Yes. But there may be something you can do about it. Maine law has some protections for homeowners in this situation.
When can this happen?
As a general rule, before a creditor can put a lien on your home, they must get a court judgment against you. A judge must decide that you actually owe the money and that the creditor has the right to try to collect it from you.
A creditor with a court judgment has many ways to collect the money. One way is to use wage withholdings or bank account garnishments. You can learn more about this kind of debt collection in our Guide To Debt Collection in Maine.
They can also put a lien on your house. Once the creditor gets a judgment, they may record a lien in the registry of deeds. Usually, this means that the creditor is claiming a right to a part of your home's value.
What does having a lien on my house mean?
The creditor will get paid if you sell your home or if you refinance. But if the amount of value you have in the house is low, it may be protected against a judgment creditor.
What protections are there for Maine homeowners?
The value in your home that is more than what you owe on your mortgage is called your equity.
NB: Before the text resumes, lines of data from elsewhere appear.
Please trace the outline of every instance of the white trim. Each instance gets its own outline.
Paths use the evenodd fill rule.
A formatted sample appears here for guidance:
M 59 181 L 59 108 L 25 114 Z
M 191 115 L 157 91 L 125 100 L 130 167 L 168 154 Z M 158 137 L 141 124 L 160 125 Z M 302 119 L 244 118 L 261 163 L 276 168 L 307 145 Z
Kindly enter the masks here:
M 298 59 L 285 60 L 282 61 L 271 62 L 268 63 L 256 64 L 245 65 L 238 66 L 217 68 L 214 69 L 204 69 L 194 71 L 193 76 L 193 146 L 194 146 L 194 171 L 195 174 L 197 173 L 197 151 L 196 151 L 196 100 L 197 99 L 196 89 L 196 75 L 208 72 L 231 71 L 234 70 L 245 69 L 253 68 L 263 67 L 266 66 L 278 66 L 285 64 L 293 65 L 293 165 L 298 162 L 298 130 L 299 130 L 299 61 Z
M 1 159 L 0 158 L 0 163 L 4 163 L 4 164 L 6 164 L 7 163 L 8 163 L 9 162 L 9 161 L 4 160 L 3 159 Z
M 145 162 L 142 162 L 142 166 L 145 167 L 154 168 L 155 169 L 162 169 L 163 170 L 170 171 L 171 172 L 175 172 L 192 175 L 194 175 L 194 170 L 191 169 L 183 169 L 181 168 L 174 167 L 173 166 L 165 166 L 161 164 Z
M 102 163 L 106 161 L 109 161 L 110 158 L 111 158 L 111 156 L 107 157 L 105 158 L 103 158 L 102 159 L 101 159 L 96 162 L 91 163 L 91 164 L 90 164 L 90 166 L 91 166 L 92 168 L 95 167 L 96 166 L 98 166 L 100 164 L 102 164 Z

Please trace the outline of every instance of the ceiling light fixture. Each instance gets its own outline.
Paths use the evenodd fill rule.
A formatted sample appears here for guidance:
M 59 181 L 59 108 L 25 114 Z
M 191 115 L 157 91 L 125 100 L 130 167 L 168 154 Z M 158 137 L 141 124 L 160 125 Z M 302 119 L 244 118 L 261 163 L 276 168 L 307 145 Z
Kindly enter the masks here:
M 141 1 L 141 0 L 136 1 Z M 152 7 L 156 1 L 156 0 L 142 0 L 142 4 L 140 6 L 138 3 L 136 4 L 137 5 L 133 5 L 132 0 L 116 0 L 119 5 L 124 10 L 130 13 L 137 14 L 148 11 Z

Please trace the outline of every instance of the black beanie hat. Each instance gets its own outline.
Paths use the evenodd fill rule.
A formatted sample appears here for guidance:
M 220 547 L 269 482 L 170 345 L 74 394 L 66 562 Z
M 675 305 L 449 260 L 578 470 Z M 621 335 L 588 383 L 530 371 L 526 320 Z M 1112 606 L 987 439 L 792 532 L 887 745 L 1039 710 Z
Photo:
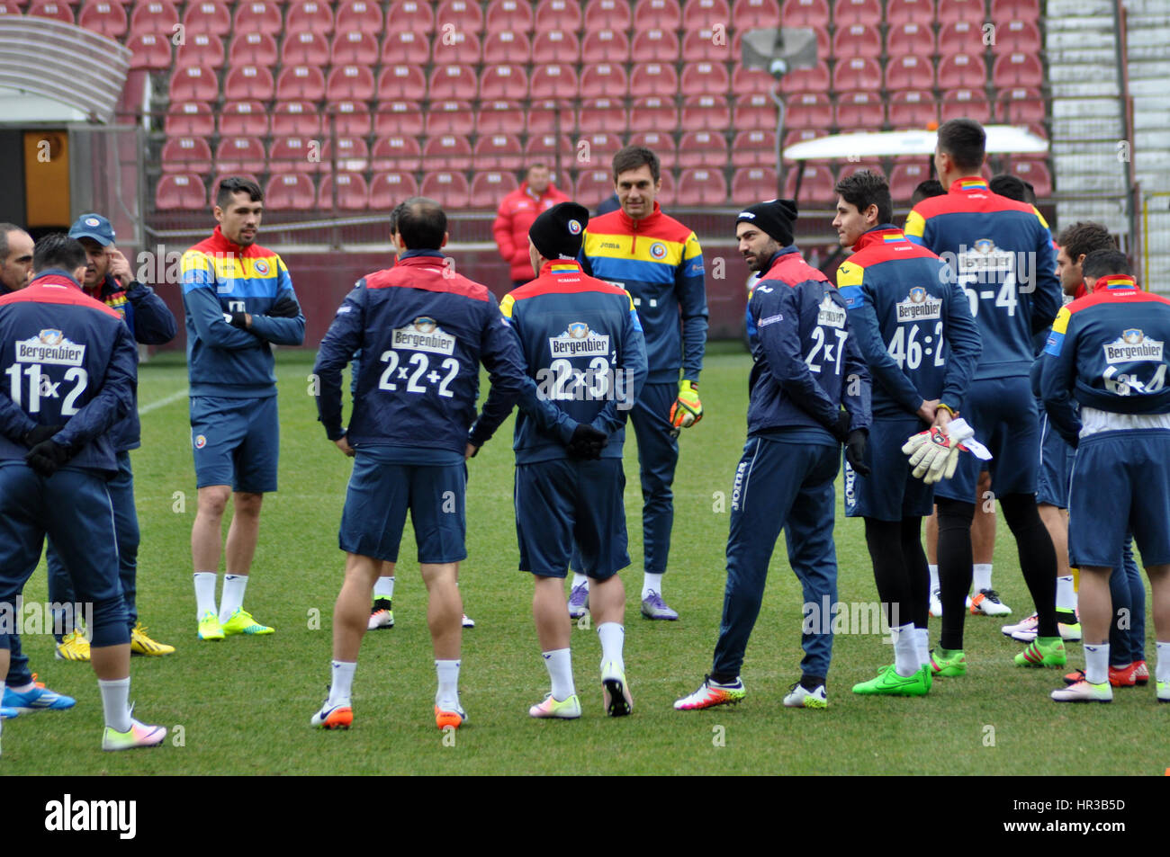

So, if your home is worth $100,000 but you still owe $60,000 on your mortgage, you would have $40,000 in equity in your home.
Your equity inyour home is protected from a creditor up to $47,500. This protected value goes up to $95,000 if:
- a minor dependant lives with you, or
- you or are at least 60 years old or disabled, or
- you have a dependant who is at least 60 years old or disabled.
What can I do?
If a creditor put a lien on your home and the entire equity in your home is protected, you can demand that the creditor remove the lien. To do that, you can use this form: Request to Discharge Execution on Real Property.
Include evidence of the value of your property and any amount you owe on the property with the form. For example you could include the town’s assessed value or a real estate broker’s opinion of value. You can also attach a bank mortgage statement.
Make a copy of the form and your evidence. Keep your copy in a safe place. Send the original to the person or company who put the lien on your house. To make sure you have a record that your letter was delivered, send it by certified mail, asking for "return receipt" and "restricted delivery."
The creditor has 15 days to remove the lien from the time they get the form. If they don't, you can ask a court to order the creditor to remove it. If you win, the creditor must pay your court costs and attorney's fees. You may want to call an attorney to help you and they could get paid by the creditor.